Presento un cuento di un collaboratore, un incursore nuovo – tale Signor Stubb – giuntoci tramite la sagrada visione di Alonso Quijano, talent scout.

raccoglitrice di fiori

raccoglitrice di fiori

I segni di Persefone
di Signor Stubb

Persefone cammina sulle rive dello Stige. Un cielo rosso infiamma il suo cammino, lento e deciso. Sa dove deve andare.

Lontano dall’approdo di Caronte vi è un’ansa che scorre profonda, una curva che tutto nasconde: pareti a piombo – color del piombo – si chiudono in alto, scavate millenni fa dalle forze del fiume. Pochi sentieri vi sono qui per i morti – o le ombre dei vivi – e pochi li conoscono o possono percorrerli.
Il cielo è sempre rosso, infiammato da fuochi lontani, da luce non riflessa. Persefone cammina sempre, calma e decisa, seguendo strade invisibili ai più. Piccole scale, tagliate nelle pareti nere, le scendono ora davanti – “Fu forse questo il passaggio da dove mi condusse fin qui, in questo Regno, il ratto d’Ade? Non lo ricordo più. Il tempo, che non ha senso per noi e ha cancellato questo ricordo…” – e la portano ad una piccola apertura dove, Persefone leggiadra, vestita di lini diafani, entra non vista. Non c’è luce, ma muove sicura la Regina d’Erebo, non toccando la Terra, con in testa i suoi pensieri.
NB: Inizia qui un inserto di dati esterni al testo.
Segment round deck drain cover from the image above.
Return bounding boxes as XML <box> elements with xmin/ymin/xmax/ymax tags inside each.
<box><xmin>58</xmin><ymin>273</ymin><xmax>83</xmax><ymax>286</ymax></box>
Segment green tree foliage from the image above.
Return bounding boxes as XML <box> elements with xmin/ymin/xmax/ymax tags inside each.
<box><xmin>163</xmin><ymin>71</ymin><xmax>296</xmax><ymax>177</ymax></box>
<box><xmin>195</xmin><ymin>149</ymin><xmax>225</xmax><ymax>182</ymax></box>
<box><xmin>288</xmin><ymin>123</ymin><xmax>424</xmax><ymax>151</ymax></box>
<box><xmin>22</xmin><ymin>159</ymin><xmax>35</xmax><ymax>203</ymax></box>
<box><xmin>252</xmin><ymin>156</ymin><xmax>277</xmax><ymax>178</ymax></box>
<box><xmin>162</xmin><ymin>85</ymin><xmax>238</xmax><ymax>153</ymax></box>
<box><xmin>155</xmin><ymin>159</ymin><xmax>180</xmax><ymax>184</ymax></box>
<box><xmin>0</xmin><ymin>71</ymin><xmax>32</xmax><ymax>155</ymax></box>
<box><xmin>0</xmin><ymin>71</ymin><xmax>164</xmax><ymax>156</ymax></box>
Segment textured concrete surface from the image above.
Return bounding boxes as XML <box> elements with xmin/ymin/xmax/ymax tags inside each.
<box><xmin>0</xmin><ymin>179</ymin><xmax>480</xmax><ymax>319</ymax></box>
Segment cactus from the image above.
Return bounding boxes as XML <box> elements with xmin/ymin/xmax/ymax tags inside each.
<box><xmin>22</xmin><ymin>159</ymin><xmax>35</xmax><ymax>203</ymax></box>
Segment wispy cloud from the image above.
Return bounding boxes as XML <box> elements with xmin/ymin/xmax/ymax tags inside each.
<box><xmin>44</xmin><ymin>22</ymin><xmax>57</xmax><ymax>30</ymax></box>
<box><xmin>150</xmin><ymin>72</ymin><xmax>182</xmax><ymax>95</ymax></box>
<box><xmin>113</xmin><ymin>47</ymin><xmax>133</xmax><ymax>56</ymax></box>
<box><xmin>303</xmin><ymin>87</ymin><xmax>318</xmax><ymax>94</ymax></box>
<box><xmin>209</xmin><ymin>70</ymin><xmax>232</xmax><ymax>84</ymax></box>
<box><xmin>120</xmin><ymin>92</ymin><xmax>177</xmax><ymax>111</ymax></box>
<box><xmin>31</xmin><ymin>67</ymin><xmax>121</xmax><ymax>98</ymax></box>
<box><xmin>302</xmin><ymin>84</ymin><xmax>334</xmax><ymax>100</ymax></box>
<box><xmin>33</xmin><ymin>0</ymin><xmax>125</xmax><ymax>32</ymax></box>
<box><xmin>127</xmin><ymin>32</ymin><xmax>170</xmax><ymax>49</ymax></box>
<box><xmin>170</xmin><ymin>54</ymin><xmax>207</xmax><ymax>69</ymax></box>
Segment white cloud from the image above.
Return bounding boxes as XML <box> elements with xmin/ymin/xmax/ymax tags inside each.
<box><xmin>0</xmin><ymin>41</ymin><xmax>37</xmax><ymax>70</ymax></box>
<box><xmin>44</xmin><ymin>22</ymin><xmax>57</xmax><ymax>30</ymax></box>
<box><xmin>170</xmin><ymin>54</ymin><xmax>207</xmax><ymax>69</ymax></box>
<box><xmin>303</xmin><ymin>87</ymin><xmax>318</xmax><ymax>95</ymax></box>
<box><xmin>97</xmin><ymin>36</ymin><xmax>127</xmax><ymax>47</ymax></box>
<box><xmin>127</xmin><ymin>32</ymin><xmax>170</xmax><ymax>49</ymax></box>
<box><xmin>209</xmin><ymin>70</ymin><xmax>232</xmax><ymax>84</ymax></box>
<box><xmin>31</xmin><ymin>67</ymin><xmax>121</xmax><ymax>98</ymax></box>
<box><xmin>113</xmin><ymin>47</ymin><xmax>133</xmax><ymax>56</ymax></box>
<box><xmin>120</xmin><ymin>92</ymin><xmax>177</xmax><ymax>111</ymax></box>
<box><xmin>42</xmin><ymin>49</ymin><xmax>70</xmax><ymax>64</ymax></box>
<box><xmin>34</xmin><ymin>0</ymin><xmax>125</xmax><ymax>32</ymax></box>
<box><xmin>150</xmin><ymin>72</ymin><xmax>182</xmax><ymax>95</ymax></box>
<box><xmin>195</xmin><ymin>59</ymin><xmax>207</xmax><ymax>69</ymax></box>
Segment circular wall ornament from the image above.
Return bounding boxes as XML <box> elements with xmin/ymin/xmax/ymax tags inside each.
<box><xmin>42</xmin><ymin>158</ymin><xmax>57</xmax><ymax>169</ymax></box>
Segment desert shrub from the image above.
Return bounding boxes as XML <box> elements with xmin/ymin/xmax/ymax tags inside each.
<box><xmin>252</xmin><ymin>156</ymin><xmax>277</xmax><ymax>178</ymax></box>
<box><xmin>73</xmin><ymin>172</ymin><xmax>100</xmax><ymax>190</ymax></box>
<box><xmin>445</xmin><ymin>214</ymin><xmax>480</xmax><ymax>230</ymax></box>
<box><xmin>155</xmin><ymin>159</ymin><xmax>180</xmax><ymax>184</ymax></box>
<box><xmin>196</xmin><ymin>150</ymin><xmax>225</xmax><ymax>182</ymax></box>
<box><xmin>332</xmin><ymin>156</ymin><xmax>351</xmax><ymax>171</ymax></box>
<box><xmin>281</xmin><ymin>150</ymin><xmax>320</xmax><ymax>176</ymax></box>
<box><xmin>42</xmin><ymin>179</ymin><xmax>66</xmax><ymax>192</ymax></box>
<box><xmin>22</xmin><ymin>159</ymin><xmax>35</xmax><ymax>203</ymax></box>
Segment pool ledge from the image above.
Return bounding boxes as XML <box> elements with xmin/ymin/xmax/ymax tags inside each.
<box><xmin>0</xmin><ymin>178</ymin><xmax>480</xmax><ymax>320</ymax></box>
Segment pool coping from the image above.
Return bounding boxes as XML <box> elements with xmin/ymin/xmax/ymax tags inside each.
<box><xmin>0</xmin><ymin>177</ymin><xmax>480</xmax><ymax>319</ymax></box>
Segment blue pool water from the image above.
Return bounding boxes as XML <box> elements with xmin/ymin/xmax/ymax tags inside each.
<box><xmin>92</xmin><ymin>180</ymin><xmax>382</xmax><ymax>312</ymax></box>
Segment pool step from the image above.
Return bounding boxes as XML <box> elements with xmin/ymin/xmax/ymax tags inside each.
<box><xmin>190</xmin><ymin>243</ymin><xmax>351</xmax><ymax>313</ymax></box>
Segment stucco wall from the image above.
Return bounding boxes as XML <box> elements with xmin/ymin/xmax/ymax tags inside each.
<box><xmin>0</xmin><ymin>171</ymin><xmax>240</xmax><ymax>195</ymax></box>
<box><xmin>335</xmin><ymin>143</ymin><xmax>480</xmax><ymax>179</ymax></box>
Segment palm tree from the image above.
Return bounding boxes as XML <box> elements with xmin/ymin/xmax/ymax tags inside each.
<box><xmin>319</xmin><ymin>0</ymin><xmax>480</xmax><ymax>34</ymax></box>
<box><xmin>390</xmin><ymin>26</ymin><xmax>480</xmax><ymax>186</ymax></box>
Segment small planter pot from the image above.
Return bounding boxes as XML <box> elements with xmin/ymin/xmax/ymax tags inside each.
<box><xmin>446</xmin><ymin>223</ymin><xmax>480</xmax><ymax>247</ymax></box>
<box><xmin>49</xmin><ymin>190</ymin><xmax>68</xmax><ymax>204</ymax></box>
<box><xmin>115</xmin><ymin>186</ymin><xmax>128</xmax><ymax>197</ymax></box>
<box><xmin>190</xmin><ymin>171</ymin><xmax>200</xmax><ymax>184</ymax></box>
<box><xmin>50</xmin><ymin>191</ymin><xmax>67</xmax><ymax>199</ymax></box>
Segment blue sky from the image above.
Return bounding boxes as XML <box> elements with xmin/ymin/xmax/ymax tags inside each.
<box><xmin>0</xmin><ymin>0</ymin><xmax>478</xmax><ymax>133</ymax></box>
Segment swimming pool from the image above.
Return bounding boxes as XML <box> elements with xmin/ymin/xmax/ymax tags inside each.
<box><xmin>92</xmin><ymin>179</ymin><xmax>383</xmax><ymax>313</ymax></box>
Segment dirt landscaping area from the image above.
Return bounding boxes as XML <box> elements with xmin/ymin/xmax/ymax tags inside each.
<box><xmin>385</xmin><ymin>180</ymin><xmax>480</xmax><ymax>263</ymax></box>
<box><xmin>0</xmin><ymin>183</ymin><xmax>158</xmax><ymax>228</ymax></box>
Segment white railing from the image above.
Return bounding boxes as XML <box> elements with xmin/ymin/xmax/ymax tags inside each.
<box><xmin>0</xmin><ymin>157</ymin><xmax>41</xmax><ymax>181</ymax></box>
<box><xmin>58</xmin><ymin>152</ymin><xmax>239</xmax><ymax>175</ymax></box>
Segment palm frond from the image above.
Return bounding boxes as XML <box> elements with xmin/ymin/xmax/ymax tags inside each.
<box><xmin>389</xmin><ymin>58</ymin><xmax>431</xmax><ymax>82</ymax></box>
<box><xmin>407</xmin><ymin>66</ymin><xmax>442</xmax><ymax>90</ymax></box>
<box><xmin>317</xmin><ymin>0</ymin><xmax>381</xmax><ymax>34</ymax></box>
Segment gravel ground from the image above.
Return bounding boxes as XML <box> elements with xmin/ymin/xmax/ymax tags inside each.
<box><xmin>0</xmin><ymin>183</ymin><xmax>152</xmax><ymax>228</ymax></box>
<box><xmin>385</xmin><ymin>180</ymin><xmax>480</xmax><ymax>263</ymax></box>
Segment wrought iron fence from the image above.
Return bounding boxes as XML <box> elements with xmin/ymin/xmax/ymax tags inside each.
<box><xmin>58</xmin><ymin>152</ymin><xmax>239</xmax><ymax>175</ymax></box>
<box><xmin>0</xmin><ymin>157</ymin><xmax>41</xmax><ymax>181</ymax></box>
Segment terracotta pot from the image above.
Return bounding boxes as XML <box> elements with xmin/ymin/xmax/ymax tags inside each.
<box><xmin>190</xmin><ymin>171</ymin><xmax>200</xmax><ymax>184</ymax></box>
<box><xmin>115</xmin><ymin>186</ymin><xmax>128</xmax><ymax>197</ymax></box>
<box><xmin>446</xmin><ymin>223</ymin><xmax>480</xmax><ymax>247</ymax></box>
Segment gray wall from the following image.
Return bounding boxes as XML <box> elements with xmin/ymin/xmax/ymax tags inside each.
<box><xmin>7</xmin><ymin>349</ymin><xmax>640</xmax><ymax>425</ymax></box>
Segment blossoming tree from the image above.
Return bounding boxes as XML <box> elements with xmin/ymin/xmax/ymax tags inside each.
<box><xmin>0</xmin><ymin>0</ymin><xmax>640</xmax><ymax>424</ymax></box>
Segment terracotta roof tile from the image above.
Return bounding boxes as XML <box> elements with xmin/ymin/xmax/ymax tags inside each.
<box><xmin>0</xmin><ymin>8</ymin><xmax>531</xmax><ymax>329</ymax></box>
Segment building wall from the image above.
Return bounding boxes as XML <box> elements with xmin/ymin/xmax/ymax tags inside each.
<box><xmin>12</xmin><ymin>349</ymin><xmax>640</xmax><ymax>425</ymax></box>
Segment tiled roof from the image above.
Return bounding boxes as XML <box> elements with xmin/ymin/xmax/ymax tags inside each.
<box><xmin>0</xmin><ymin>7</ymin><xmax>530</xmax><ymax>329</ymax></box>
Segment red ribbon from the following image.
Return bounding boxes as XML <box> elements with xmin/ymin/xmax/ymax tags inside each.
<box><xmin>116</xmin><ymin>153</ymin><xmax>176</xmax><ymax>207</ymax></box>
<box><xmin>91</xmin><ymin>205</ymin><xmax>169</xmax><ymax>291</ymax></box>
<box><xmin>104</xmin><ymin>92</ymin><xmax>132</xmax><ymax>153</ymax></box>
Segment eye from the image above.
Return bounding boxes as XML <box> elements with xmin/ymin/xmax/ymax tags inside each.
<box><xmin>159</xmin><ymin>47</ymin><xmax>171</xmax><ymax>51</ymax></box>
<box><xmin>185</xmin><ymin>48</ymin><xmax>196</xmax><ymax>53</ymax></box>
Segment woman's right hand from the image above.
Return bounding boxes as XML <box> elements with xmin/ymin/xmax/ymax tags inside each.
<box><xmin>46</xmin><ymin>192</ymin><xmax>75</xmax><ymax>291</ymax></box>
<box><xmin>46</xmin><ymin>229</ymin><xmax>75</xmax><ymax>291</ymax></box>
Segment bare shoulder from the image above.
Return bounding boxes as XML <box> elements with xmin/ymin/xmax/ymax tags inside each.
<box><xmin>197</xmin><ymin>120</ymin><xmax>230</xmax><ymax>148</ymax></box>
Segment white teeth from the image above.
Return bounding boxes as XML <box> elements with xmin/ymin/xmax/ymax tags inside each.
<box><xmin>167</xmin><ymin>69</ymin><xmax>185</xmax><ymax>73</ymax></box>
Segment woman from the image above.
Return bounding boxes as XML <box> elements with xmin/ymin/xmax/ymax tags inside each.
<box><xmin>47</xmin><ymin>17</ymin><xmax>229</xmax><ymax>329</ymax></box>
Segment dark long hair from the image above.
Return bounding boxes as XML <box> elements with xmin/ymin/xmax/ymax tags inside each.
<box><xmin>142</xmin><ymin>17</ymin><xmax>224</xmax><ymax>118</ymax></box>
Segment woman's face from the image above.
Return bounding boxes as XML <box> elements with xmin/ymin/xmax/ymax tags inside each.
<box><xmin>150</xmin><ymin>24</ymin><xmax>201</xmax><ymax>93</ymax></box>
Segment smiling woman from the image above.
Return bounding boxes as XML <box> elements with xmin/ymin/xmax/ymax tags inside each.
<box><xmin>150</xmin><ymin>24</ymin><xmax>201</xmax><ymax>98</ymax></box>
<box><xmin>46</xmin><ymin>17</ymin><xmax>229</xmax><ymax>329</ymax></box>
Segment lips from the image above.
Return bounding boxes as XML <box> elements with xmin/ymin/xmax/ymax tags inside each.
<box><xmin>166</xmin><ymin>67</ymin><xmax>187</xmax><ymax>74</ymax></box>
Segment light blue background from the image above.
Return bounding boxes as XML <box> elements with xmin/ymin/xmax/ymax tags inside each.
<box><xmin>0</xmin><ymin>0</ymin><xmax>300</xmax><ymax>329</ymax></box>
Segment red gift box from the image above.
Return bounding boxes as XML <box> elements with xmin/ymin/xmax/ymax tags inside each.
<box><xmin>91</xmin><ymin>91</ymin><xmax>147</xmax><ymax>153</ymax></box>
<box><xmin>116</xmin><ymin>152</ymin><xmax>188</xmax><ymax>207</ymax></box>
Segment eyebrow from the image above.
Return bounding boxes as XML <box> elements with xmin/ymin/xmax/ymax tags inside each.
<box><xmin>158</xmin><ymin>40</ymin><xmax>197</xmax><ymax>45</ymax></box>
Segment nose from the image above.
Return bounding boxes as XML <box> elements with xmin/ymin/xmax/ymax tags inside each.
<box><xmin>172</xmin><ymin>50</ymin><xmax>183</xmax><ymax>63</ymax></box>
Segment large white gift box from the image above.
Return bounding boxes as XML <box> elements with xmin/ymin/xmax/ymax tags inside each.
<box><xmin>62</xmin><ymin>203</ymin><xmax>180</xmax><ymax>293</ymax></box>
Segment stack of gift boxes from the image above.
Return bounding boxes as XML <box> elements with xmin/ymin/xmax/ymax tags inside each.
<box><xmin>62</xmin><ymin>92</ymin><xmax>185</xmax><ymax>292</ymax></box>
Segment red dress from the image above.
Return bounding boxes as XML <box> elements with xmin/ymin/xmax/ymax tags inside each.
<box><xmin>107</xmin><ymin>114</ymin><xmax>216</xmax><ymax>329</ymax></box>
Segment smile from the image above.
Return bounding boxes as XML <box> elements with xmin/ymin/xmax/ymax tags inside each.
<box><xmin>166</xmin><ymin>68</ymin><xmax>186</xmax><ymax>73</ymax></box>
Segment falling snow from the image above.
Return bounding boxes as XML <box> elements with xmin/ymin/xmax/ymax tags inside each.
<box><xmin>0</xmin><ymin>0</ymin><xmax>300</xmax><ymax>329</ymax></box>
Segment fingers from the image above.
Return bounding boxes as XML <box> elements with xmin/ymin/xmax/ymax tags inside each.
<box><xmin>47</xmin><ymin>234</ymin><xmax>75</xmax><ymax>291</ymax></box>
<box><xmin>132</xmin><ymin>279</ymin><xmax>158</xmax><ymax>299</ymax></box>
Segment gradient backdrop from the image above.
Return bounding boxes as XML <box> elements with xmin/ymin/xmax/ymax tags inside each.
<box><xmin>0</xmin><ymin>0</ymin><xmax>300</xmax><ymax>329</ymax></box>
Persefone ha un cassetto. Nella stanza buia, che riserva soltanto per sé, la Dea ha un armadio.
Luci di fiaccole sospese a una volta alta e lontana – che il buio ne perde le tracce, ne cancella l’esistenza – illuminano intorno ombre fuggenti. Il grigio della roccia, i rivoli d’acqua, un luogo remoto e nascosto, ignoto ai pensieri del mondo e inaccessibile alle sue gioie. La grotta è un vuoto nel corpo roccioso che resiste alla massa attorno. Cupa fermezza d’intenti dentro come fuori, fuori come dentro.
L’armadio ha più porte: meccanismi d’ingegno scattano secondo il volere di Persefone, che con chiavistelli divini apre. Nell’oscura stanza regnano dolore e silenzio, e il rumore delle acque lontane non scaccia i desideri, le angosce e le speranze. Non c’è nulla che possa distrarre dalla lucida follia dell’abbandono, dalla sua vacuità, dalla sua tempestosa quiete.

Kore raccoglitrice di fiori ha tutti i nomi sigillati nel cassetto. Guarda, d’inverno, i suoi bigliettini, sistemandoli secondo le loro verità. Poiché le sue non contano. Lei sola osserva, legge e ripone, segnando con note e simboli le sue carte sottili.
Prepara. Dispone. Il tempo che verrà – il sonno e il desiderio. Le destinazioni finali, gli abbracci, le lusinghe e i castighi. Tutto finisce nel suo cassetto del tempo senza patria e – senza tempo.
Riposti gli animi, riposte le speranze, Persefone canta. Canta nomi e luoghi, gli istanti e i modi di andare e di venire. E solo di questi temi canta, poiché dai quei luoghi non si torna, ma vi si giunge cadendo, affogando o bruciando d’amore.
E il cassetto non si apre mai inutilmente. I suoi simboli sono nodi per le lane delle Moire, il loro ordito è valore, il taglio – morte.
Infine, la sposa di Ade sorteggia: l’ordine, le priorità, i mezzi.

Altrove  nevica. Silenziosi cadono i fiocchi tra le cime spoglie dei faggi. Fuori tutto è calmo e freddo: sulle alture delle montagne, sui pascoli delle colline e sui campi a riposo degli uomini l’acqua  ghiaccia,  i rifugi sono pieni e la vanga è riposta. Inverno come fosse l’Infero in terra, come se tutte le cose fossero ombre di ciò che è stato. Il tempo aspetta di nuovo la Primavera  per ridestarle dal loro torpore: sotto la coltre di neve tutto è fermo e attende d’esser pronto a schiudere nuove gemme.
Ma intanto la terra – riposa.

Stanca, infine, di pensieri rattrappiti, Persefone s’abbandona, dorme.
Il sonno sarà pregevole conforto al freddo delle ombre, alla tirannia della vita, “perché dormire è partire e partire è andare, e sognare è il mezzo che ti porta via” – pensa lei, dolce Persefone, mentre si stende –  “dormire è un sogno che allontana, è il pensiero del Sole e della Neve, la freschezza di strade lontane.”
Così pensando Persefone sta abbandonata, dimentica delle sue sottili carte e della crudeltà di Hipnos, che a volte impietosamente lega alla veglia i più profondi sonni.